De resto, todos esses movimentos independentistas, quando chegam ao poder, o que fazem é reforçar os mecanismos de assimilação, mesmo que usem terminologias novas e digam que o que querem é fazer um homem novo.
Faz-me imensa confusão ler, num texto supostamente com um mínimo de rigor académico (uso um exemplo, mas coisas deste tipo encontram-se a pontapé noutros textos sobre o assunto): “a naturalização dos indígenas como não-cidadãos permaneceria, durante largas décadas, como memória da latência do pensamento imperial, de um Portugal, nação de cidadãos, possuindo uma imensa população de súbditos colonizados”.
Largas décadas? O estatuto do indigenato é de 1930, mais coisa, menos coisa, a sua revogação é de 1961, isso permite falar em largas décadas?
A explicação está imediatamente depois “Até à independência de Moçambique, em 1975, o critério racial manteve-se como critério único para os brancos residentes serem considerados civilizados.

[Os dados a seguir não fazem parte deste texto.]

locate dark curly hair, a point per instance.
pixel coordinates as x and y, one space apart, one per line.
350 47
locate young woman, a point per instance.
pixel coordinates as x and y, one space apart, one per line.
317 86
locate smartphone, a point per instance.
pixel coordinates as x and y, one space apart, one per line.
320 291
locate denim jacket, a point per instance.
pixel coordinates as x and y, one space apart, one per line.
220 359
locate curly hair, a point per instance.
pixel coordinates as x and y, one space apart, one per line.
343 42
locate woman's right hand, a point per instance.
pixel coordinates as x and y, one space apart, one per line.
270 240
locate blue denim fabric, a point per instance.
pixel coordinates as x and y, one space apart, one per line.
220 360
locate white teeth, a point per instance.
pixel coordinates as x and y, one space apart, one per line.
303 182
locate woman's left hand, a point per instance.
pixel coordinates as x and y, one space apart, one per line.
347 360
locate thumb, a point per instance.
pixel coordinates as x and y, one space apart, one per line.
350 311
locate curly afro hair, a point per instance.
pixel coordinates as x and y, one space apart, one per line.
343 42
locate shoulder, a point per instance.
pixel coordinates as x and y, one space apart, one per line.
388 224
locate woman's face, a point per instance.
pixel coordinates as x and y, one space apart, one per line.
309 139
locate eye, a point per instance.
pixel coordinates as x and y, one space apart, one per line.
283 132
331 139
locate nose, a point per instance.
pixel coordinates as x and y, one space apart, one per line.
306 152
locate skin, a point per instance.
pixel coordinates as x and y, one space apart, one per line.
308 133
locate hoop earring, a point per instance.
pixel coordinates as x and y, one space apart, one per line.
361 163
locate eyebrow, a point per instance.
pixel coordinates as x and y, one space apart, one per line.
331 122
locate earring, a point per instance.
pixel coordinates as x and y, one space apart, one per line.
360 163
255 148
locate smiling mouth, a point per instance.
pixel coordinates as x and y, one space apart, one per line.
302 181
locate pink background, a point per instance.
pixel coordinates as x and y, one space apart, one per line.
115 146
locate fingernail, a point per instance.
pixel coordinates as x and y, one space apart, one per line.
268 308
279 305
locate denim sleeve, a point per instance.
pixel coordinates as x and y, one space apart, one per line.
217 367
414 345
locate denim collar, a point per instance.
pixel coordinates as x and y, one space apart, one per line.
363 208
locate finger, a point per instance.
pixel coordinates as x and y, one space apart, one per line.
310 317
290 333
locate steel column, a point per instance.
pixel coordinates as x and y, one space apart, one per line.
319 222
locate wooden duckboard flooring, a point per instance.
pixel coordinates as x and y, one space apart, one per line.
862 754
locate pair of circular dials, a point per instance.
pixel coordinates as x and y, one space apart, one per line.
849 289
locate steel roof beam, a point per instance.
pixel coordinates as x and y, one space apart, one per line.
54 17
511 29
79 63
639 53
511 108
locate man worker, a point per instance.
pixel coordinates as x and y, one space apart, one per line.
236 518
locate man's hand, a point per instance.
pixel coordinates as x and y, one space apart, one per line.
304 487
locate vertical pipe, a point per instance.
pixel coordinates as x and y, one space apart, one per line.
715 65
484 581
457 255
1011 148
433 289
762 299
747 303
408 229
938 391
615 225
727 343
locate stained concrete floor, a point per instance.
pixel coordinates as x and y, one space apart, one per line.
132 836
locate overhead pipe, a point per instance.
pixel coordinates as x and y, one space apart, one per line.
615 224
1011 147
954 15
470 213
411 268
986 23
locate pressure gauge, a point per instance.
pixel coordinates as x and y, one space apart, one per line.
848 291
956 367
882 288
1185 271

Ao longo de todas as suas formulações, o Estatuto requeria que os ‘negros e seus descendentes’, para obterem a plena cidadania, fizessem prova de requisitos culturais e económicos que não eram exigidos aos brancos, os portugueses originários”.
Dir-se-ia que a questão racial era a chave de interpretação disto tudo, só que o parágrafo tem erros extraordinários, na linha da opção ideológica de manter a designação de assimilados para falar de realidades que só existiam no contexto de um diploma legal que existiu durante cerca de trinta anos.
Em primeiro lugar, a distinção entre indígenas e não indígenas tinha sido revogada em 1961 (situação que a investigadora descreve como “Esta situação começou a conhecer reformas a partir de 1961, fruto da pressão das lutas nacionalistas”, o que é falso quer porque o estatuto foi mesmo revogado nessa altura, quer porque a luta armada em moçambique começa mais tarde, em 1964 demonstrando que não se trata de ignorância mas de manipulação pura e dura).
Em segundo lugar, aquilo que a investigadora define como “como critério único para os brancos residentes serem considerados civilizados” (o da cor da pele), era aplicável a brancos, indianos, chineses e pretos não originários dessa colónia.
“as incursões históricas são necessárias para demonstrar a inanidade de vários argumentos crescentemente esgrimidos nos debates mediatizados sobre a história recente” diz a autora e eu não poderia estar mais de acordo, o que nos divide é que a autora (em rigor, grande parte dos autores que escrevem sobre estas matérias) considera como uma incursão histórica o que são grosseiras manipulações da informação existente, e eu considero que numa incursão histórica não cabe esse tipo de manipulações.